La Maegis trempa la lame de son épée dans un liquide fumant noir. Une vision matinale parfaitement normale et rassurante.

- Impec' ! Quand est-ce qu'on part ?

Lylia la regarda avec un sourcil levé, l'épée pointée vers elle. Lupa espérait qu'elle n'avait rien dit d'offensant par accident, sinon elle ne ferait pas long feu.

- J'ai entendu des gardes discuter d'un transfert de prisonniers, répondit-elle en rengainant l'épée. Un Maegis et un hybride, c'est forcément eux ... donc si tu es prête, nous devrions tenter d'attaquer le convoi, il y aura moins de garde que dans le camp.

Lupa s'étira – elle ne s'était vraiment pas sentie aussi bien depuis très longtemps, il lui fallait la recette de cette potion ! - et acquiesça.

- Par contre, faut que je t'avoue un truc ... je sais pas exactement me battre. Genre, je peux taper avec mes sabots, mais pas vraiment très fort. 

 - Aucune importance. Tu te chargeras de les libérer et de les emmener le plus loin possible des soldats, pendant que j'attaque avec Azamel.

Elle tapota l'encolure de sa grosse bestiole, qui mâchonnait de l'herbe les yeux mi-clos et chassait les insectes qui tournait autour d'elle d'un coup d'oreille.

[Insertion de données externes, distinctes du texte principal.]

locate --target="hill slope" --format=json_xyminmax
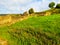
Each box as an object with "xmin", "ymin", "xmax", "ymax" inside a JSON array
[{"xmin": 0, "ymin": 14, "xmax": 60, "ymax": 45}]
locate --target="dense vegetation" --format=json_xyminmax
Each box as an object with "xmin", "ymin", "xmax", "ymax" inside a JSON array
[{"xmin": 0, "ymin": 14, "xmax": 60, "ymax": 45}]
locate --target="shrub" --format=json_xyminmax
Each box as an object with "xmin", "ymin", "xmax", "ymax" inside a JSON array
[
  {"xmin": 49, "ymin": 2, "xmax": 55, "ymax": 8},
  {"xmin": 56, "ymin": 4, "xmax": 60, "ymax": 9}
]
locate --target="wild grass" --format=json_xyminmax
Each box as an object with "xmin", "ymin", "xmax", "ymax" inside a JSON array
[{"xmin": 0, "ymin": 14, "xmax": 60, "ymax": 45}]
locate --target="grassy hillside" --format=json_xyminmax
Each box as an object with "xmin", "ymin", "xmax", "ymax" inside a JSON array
[{"xmin": 0, "ymin": 14, "xmax": 60, "ymax": 45}]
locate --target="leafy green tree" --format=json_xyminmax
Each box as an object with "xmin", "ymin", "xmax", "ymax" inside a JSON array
[
  {"xmin": 56, "ymin": 4, "xmax": 60, "ymax": 9},
  {"xmin": 49, "ymin": 2, "xmax": 55, "ymax": 8},
  {"xmin": 29, "ymin": 8, "xmax": 34, "ymax": 14}
]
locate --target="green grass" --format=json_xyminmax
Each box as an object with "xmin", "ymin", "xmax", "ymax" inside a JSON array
[{"xmin": 0, "ymin": 14, "xmax": 60, "ymax": 45}]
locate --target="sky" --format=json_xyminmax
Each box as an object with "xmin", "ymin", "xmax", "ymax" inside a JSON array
[{"xmin": 0, "ymin": 0, "xmax": 60, "ymax": 14}]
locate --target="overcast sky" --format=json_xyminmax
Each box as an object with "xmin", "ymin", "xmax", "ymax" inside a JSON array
[{"xmin": 0, "ymin": 0, "xmax": 60, "ymax": 14}]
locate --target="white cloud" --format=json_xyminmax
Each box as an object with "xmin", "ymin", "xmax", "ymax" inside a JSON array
[{"xmin": 0, "ymin": 0, "xmax": 60, "ymax": 13}]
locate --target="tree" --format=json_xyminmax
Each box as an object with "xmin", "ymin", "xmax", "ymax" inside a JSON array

- C'est quoi ce truc, au juste ?

- Aza ? C'est une Valiette, dressée spécialement pour moi. » Lylia montra sa jambe droite avec un geste vague. « Sans elle, je ne peux pas me déplacer très loin.

- Et puis tu peux te la péter comme une chevaleresse, surtout !

Une étincelle apparut dans ses yeux – une dizaine de points rouge et or, là où la pupille aurait du être – et elle acquiesça en se redressant.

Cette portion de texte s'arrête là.